Preoperative Risk Factors Responsible For Conversion Of Laparoscopic Cholecystectomy To Open Cholecystectomy
Keywords:
Laparoscopic cholecystectomy, Open cholecystectomy, Conversion, Gallstone disease, Preoperative risk factors, acute cholecystitis, UltrasonographyAbstract
Background: Laparoscopic cholecystectomy is the standard surgical method for treating symptomatic gallstone disease. Despite advances in technique and experience, open cholecystectomy may be required in some cases to ensure patient safety. Identifying preoperative risk factors can aid in anticipating difficult surgeries and improving results.
Objectives: The goal is to assess the incidence of conversion from laparoscopic to open cholecystectomy, as well as to identify preoperative clinical, laboratory, and radiological risk factors.

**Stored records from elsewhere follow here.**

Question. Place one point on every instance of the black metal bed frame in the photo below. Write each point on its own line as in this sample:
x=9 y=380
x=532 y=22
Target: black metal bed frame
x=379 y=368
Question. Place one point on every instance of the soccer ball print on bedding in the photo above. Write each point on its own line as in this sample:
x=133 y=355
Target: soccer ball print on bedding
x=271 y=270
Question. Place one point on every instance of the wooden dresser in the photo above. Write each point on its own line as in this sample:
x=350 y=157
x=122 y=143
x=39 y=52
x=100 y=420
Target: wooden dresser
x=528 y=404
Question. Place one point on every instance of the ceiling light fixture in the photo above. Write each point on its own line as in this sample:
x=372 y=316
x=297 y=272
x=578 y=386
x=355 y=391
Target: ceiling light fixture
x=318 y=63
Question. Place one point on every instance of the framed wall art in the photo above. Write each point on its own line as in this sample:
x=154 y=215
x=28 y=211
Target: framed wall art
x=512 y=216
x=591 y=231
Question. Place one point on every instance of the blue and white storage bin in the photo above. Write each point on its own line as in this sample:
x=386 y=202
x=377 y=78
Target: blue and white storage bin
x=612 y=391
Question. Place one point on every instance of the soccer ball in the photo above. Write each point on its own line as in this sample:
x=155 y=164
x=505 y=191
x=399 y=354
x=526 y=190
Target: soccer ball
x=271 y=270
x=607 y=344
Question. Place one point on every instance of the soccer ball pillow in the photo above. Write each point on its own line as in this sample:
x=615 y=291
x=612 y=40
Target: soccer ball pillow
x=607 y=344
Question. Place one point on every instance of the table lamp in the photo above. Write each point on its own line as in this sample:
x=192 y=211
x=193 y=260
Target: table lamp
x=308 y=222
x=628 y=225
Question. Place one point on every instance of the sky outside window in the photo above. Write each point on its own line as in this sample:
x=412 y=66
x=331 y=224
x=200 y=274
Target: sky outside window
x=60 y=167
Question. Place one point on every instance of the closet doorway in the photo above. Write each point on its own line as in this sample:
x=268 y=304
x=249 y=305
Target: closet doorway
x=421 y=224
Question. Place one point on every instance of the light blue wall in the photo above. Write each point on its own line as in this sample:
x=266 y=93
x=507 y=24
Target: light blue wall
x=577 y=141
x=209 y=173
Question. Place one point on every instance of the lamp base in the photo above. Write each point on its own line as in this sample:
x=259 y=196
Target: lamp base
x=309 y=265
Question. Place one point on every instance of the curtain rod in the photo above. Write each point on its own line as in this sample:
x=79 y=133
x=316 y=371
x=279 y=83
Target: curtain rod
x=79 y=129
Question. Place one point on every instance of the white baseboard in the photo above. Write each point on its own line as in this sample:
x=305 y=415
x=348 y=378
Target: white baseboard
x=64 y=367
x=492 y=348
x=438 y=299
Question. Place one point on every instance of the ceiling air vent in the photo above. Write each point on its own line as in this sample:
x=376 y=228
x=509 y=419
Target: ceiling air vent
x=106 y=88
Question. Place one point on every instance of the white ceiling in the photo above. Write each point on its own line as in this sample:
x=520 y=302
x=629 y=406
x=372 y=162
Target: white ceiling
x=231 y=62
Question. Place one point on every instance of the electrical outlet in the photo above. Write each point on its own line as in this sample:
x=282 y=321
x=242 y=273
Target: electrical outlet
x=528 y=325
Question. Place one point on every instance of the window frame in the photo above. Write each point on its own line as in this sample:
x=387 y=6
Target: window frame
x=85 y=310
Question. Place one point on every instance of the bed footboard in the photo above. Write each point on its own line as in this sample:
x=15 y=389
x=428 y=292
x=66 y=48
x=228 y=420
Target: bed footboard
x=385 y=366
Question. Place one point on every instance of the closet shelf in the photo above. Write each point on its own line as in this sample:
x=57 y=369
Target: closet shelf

Materials and Methods: Over the course of 18 months, 200 patients undergoing laparoscopic cholecystectomy at a tertiary care hospital participated in this prospective observational study. Preoperative characteristics such as age, gender, body mass index, history of acute cholecystitis, previous upper abdominal surgery, white blood cell count, and ultrasonographic results were documented. Conversion to open cholecystectomy was observed. Statistical analysis was conducted using chi-square test and multivariate logistic regression, with p-values <0.05 considered significant.
Results: Out of 200 patients, 26 (13%) required an open cholecystectomy. Preoperative risk variables for conversion included age >60 years, male gender, acute cholecystitis, previous upper abdominal surgery, elevated white blood cell count, gallbladder wall thickness >4 mm, and pericholecystic fluid (p < 0.05). Acute cholecystitis and gallbladder wall thickening were found to be independent predictors on multivariate analysis.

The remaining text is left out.